A MODEL of an ill-fated 1930s Sunderland-built steam ship – which sank after she was torpedoed for the second time during the Second World War – has sold for £11,250 at an auction.
The four-feet-long model of the SS Eskdene was built by Bartram & Sons at Sunderland in 1934, along with the ship itself.
Five years later, on December 7, 1939, the vessel was torpedoed off the mouth of the Tyne.
Fortunately, her cargo of Norwegian timber prevented her from sinking and she was successfully towed to port and repaired.
Then, less than two years later, on April 8, 1941, she was torpedoed by the German submarine, U 107, 200 miles off the Azores.
Captain William Thomas and her 38 crew had been allowed to abandon ship beforehand and were rescued by the SS Penhale.

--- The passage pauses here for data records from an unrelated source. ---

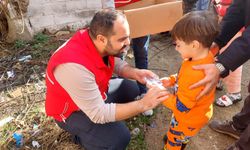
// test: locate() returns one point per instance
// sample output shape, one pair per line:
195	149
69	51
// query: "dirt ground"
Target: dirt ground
164	60
27	102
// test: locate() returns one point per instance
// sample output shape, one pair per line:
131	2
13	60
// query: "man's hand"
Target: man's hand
153	97
210	80
141	74
214	49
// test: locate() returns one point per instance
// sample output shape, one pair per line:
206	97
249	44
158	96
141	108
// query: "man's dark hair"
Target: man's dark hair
197	25
103	22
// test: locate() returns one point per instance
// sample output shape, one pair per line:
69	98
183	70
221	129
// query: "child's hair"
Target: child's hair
197	25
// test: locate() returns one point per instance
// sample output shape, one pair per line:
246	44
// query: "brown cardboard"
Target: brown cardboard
152	16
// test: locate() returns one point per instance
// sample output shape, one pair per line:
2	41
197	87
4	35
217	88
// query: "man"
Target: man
140	48
238	52
80	95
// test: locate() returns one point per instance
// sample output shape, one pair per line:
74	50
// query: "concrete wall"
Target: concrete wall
56	14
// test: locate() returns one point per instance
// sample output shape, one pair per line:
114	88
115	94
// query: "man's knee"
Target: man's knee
122	140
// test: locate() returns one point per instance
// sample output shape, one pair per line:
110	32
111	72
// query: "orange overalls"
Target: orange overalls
189	114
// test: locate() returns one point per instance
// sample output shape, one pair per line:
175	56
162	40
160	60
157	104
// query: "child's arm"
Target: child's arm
169	81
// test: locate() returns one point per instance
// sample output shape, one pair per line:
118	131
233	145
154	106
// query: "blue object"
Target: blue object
19	139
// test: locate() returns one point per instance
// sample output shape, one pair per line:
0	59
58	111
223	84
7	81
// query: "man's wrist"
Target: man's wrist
222	69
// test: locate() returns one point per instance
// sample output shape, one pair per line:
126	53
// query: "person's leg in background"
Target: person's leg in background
231	82
238	128
112	135
140	49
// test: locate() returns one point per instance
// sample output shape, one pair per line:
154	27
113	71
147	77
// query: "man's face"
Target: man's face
118	44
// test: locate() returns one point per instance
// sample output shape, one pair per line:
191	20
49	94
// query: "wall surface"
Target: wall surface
56	14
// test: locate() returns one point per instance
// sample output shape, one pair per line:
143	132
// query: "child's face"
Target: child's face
186	50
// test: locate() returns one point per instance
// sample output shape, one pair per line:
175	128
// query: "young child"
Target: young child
193	35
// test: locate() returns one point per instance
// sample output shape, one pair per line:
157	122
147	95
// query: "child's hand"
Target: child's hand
166	81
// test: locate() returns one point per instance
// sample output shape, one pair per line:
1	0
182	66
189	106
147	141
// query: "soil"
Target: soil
163	60
163	56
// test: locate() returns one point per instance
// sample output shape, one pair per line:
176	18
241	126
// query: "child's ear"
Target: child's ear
196	44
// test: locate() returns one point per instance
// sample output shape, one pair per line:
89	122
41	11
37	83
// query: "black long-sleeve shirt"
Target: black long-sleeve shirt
237	16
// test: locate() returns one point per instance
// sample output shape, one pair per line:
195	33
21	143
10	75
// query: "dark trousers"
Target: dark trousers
109	136
140	49
241	121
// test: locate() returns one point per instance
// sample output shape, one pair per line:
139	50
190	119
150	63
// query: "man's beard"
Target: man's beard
122	52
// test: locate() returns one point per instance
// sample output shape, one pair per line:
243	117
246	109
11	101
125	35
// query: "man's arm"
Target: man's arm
124	70
82	88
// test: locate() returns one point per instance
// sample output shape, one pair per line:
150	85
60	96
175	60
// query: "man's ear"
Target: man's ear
101	39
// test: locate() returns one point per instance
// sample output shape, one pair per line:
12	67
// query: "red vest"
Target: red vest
120	3
81	50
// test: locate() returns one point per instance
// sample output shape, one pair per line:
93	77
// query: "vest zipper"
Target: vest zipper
64	111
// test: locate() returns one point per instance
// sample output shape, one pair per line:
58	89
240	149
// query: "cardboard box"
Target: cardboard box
152	16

According to auctioneers Bonhams: “The Eskdene shares the dubious distinction of being the first ship sunk in the most successful U Boat cruise of the Second World War.
“U107’s cruise, from March 29 to June 1, 1941, is recorded as the largest haul by any U boat Commander: fourteen ships with a total of 86,699 tons, were sent to the bottom.”
The German submarine was eventually sunk with all hands in the Bay of Biscay on August 14, 1944 – the killer blow was struck by depth charges from a Sunderland aircraft.
Lionel Willis, a marine models expert at Bonhams, said: “Dockyard or builder’s models of newly constructed vessels are very popular with collectors, especially from the period between the wars, when the quality of finish and the detailing were of high quality. This lavish attention to detail, which can be seen on this model of a Sunderland steam ship, reflects the pride of workmanship at the shipyard. It would have taken a principal place in the owner’s boardroom.”
The model of the SS Eskdene had been expected to sell for between £6,000 and £8,000 before being snapped up by an overseas buyer.